Corte Costituzionale, sentenza n. 103 del 23 maggio 2018
È incostituzionale il raddoppio surrettizio della durata di una manovra di finanza pubblica a carico delle Regioni ordinarie. Perciò è illegittima l’estensione al 2020 del contributo di 750 milioni di euro imposto a tali Regioni, con la legge di bilancio per il 2017.
Lo ha stabilito la Corte costituzionale con la sentenza n. 103 depositata il 23 maggio, con la quale viene anche affermato che le autonomie speciali non devono sottrarsi agli accordi bilaterali con lo Stato finalizzati a stabilire la quota della loro contribuzione.
La censura di incostituzionalità riguarda l’articolo 1, comma 527, della legge 11 dicembre 2016, n. 232 (Bilancio di previsione dello Stato per l’anno finanziario 2017 e bilancio pluriennale per il triennio 2017-2019), là dove prevede appunto l’estensione al 2020 del contributo di 750 milioni a carico delle Regioni ordinarie (già previsto dal primo periodo dell’art. 46, comma 6, del decreto-legge 24 aprile 2014, n. 66). Secondo la Corte, la disposizione censurata è in contrasto con il canone della transitorietà che deve caratterizzare le singole misure di finanza pubblica impositive di risparmi di spesa alle Regioni. Con la norma impugnata dalla Regione Veneto, lo Stato aveva, per la terza volta, esteso di un anno l’ambito temporale di operatività di una manovra economica in origine limitata al triennio 2015-2017, fino a giungere, con la disposizione ora dichiarata incostituzionale, a raddoppiarne la durata inizialmente prevista.

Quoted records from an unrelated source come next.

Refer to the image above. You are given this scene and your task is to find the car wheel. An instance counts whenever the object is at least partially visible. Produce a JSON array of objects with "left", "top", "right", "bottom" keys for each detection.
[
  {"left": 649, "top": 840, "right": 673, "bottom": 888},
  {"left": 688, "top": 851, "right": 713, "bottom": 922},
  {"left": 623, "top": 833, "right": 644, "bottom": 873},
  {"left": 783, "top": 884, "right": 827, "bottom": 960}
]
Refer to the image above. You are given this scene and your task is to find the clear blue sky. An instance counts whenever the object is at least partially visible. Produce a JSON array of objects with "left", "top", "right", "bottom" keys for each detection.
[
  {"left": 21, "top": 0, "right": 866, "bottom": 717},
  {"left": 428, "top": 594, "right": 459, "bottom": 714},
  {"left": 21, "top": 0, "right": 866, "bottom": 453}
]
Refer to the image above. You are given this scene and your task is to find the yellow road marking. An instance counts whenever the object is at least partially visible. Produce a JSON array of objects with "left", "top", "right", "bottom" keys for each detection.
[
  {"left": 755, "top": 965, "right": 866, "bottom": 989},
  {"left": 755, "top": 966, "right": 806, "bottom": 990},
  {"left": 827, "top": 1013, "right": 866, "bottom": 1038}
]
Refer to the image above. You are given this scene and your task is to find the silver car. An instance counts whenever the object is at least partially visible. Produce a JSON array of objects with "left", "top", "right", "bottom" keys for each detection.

La sentenza non esclude che sia lecito imporre alle Regioni risparmi anche di lungo periodo ma ribadisce che le singole misure di contenimento della spesa pubblica devono presentare il carattere della temporaneità e richiedono che lo Stato definisca di volta in volta, secondo le ordinarie scansioni temporali dei cicli di bilancio, il quadro organico delle relazioni finanziarie con le Regioni e gli enti locali, per non sottrarre al confronto parlamentare la valutazione degli effetti complessivi e sistemici delle singole manovre di finanza pubblica.
La Corte ha colto l’occasione per evidenziare che l’imposizione alle Regioni a statuto ordinario di contributi alla finanza pubblica incide inevitabilmente sul livello del finanziamento del Servizio sanitario nazionale, sicché lo Stato, in una prospettiva di lungo periodo, dovrà scongiurare il rischio dell’impossibilità di assicurare il rispetto dei Livelli Essenziali di Assistenza in materia sanitaria e di garanzia del diritto alla salute. Tale rischio dovrà essere evitato, eventualmente, mediante il reperimento di risorse in ambiti diversi da quelli riguardanti la spesa regionale.